Hyde Park-Kenwood Community Action Council votes in favor of keeping Dyett open, high stakes testing resolution
By DASCHELL M. PHILLIPS
The Hyde Park-Kenwood Community Action Council (HP-K CAC) voted in support of keeping Dyett High School open at its August meeting. The council also signed a national resolution on high-stakes testing.
Ever since Chicago Public Schools (CPS) announced its plans, in 2012, to phase out Dyett High School, 555 E. 51st St., the Kenwood Oakland Community Organization has been organizing to keep the school open. Through its efforts the organization for the Coalition to Revitalize Dyett High School, which made up of seven organizations from across the city that includes educators, parents and community organization activists and the group has been petitioning to keep the school open by transforming it into a “Global Leadership and Green Technology,” open enrollment neighborhood school.

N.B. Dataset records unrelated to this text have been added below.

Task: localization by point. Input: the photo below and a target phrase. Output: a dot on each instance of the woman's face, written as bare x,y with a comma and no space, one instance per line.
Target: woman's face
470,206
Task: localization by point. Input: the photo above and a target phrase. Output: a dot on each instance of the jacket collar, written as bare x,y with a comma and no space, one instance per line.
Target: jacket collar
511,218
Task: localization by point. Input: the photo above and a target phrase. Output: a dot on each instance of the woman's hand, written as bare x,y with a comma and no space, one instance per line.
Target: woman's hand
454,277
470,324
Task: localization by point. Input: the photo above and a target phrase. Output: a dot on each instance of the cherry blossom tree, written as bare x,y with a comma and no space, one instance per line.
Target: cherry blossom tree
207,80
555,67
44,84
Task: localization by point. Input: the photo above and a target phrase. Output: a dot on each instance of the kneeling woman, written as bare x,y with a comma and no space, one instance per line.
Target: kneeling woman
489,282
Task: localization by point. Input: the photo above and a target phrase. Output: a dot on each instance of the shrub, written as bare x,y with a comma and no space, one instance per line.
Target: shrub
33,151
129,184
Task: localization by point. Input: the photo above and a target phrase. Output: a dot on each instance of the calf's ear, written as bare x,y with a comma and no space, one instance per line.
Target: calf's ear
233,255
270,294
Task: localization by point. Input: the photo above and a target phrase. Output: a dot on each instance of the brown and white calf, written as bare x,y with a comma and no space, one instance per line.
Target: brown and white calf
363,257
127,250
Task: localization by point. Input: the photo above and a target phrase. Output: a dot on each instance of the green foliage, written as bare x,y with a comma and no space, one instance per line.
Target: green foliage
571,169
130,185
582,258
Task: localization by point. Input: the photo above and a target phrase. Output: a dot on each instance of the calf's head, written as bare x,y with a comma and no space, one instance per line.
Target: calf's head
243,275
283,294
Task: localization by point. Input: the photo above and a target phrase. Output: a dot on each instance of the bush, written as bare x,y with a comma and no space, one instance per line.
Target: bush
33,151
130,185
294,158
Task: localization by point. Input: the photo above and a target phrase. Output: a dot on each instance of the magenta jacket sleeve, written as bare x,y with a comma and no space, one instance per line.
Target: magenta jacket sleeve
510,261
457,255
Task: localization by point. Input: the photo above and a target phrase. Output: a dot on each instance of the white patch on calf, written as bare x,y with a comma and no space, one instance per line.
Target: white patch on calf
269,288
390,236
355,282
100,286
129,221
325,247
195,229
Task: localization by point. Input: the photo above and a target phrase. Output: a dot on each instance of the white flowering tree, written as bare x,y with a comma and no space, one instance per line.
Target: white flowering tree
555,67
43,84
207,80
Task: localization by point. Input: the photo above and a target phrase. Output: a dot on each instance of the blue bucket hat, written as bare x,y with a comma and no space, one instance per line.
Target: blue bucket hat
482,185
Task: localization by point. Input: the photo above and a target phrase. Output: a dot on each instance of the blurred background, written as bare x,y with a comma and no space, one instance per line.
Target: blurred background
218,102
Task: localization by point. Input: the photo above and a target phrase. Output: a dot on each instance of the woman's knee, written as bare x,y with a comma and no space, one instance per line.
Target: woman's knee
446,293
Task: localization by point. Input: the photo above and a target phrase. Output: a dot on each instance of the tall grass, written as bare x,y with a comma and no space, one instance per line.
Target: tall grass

Having struggled to gain full support from the Bronzeville Community Action Council and Ald. Will Burns (4th) the coalition sought support from the HP-K CAC.
After hearing the testimony from the coalition, reading the group’s full report and reviewing comments from Burns, Denise Hill, president of the HPKCAC, said the group supports “the alderman’s efforts to keep Dyett open as an open-enrollment school and we support many features in the current proposal from the Coalition to Revitalize Dyett.”
The U.S. Department of Education has opened a federal investigation into the Title VI Civil Rights Violations at Dyett High School. The Coalition to Revitalize Dyett High School and Rainbow Push have joined together and announced their intent to launch a Dyett Global Leadership and Green Technology school,” which they say will begin accepting freshmen on Sept. 15, 2015. The group has set up a planning meeting at the school from 10 a.m. to 2 p.m. Saturday, Sept. 13, 2014.
HP-K CAC also voted at the meeting to endorse a resolution critical of high-stakes testing. In doing so, HP-K CAC joins other Hyde Park institutions including Murray and Ray elementary schools, University of Chicago Laboratory Schools and other schools across the nation that are seeking to put an end to high stakes testing.
HP-K CAC voted to sign a resolution showing its support of Time Out From Testing (TOFT), a national campaign that is seeking to put an end to the way standardized tests are used to determine student promotion and teacher evaluation.
On a more local level the organization More Than A Score has been leading a campaign encouraging parents to use their right to “opt-out” or refuse to allow their children to be given standardized tests.
In the resolution the school is calling on the governor, state legislature and board of education to reexamine how it uses tests results and develop a new system that does not rely heavily on standardized tests to determine student learning and teacher effectiveness.
The resolution also calls for an overhaul of the No Child Left Behind Act, which would reduce the number of mandated tests, the strict set of guidelines toward preparing for the tests and fixed role for the use of student test scores in evaluating educators.